Seiji Yokoyama was the main composer for the series. Some of the albums in the discography include the following:
- Saint Seiya Original Soundtrack I–VIII (1987–1989)
- Saint Seiya – Piano Fantasia (1989)
- Saint Seiya – Hades (1990)
- Saint Seiya – 1996 Song Collection (1996)
- Saint Seiya – 1997 Shonenki (1997)
- Saint Seiya – Gold Collection: Best Songs & Symphonic Suites (spanning 5 CDs) (1997)
- Saint Seiya – Memorial Box (spanning 5 CDs) (2002)
- Saint Seiya – Song Selection (2016)

== Reception ==
Saint Seiya won the Animage Anime Grand Prix prize in 1987. The series ranked 53rd in Animage's 2001 "Top-100 Anime" list, and placed 25th in a 2006 TV Asahi nationwide poll of the most popular animated television series. In an NHK online poll celebrating a century of Japanese animation, it ranked 123rd.

The series was regarded as a major cultural phenomenon of the 1980s and inspired numerous subsequent works. These included several Gundam series such as Mobile Suit Gundam Wing and Mobile Fighter G Gundam, as well as Legend of Heavenly Sphere Shurato, Ronin Warriors, Wild Knights Gulkeeva, and Masami Kurumada's later manga B't X. In The Anime Encyclopedia: A Guide to Japanese Animation Since 1917, Jonathan Clements and Helen McCarthy commended the series' intricate plot and described the animation by Shingo Araki and Michi Himeno as "magic." They also praised the soundtrack and director Shigeyasu Yamauchi's skillful pacing and use of cliffhangers. However, they noted a disturbing aspect in the series' emotional core, which they felt derived from depictions of older males battling and defeating courageous but naive teenagers to acquire better weaponry.

DVDVisionJapan's Devin Pratt highlighted the brutality of Hyoga's first fight, noting how the Hydra Saint's repeated punches to his face sent blood flying out of the arena and onto Seiya. The review also praised Hirotaka Suzuoki's performance for giving Shiryu the voice of a "wise fighter." Similarly, AnimeOnDVD's Chris Beveridge found Hyoga's clash with his former master, Camus, to be a particularly interesting and fun fight. Beveridge also highlighted the Shiryu vs. Death Mask showdown as a standout, enjoying the high stakes of Shiryu nearly falling into the Underworld.

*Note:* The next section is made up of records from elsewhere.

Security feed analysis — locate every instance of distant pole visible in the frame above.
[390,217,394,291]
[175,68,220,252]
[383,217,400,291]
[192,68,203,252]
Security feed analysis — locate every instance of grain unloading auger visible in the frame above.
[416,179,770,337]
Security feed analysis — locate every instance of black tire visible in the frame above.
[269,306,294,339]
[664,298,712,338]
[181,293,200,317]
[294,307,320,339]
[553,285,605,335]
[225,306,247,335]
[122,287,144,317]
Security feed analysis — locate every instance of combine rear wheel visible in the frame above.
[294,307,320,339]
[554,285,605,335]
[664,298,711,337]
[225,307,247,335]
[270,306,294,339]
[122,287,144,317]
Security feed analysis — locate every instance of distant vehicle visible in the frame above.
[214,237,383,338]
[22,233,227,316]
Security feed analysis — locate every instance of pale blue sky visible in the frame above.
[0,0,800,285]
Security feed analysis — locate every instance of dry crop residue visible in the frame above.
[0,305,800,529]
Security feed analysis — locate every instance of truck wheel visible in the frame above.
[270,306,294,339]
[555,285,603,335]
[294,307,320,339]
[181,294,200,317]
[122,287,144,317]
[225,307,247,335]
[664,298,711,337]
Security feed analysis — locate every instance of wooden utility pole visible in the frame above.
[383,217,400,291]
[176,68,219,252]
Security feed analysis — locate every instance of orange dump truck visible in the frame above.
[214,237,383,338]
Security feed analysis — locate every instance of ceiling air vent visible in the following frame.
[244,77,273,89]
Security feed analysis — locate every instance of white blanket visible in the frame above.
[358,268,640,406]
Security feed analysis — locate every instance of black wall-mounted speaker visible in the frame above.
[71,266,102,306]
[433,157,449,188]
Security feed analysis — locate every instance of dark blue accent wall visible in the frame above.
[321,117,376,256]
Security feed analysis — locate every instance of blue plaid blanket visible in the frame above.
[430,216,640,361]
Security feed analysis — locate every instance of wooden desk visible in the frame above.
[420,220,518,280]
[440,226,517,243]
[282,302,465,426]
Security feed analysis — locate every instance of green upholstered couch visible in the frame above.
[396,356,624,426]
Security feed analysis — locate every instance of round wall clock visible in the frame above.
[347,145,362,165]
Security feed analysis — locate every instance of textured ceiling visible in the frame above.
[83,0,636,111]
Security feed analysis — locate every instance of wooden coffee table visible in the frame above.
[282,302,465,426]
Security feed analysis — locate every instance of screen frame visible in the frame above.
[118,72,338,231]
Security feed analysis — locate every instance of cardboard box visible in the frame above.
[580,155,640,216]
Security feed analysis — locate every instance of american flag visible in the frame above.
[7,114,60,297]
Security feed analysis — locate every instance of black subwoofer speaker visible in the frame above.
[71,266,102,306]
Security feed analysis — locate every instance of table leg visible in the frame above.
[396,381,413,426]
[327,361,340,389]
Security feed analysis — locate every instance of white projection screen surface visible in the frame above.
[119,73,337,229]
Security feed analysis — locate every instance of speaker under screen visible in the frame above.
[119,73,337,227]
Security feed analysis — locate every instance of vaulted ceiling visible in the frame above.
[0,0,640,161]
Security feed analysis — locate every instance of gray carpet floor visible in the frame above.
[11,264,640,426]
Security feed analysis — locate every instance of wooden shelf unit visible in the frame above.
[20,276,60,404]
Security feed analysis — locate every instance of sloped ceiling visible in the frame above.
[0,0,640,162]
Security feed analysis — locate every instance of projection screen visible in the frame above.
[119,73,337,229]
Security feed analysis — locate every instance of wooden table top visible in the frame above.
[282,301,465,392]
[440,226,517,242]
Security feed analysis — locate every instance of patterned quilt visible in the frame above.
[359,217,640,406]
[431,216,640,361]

DVD Talk's Todd Douglass Jr. praised the series for its high drama and epic storylines, though he observed that the English dub was of lower quality than the original Japanese audio.

Yebrail Castañeda Lozano, writing in the journal Educación y Ciudad, observed that although Saint Seiya might appear conventional in its treatment of good and evil, the early episodes presented a significant contrast between Seiya and the other characters: they fought for the Gold Cloth rather than for justice, a conflict that later intensified when the rogue Phoenix Ikki and the Black Saints arrived in Japan to steal it.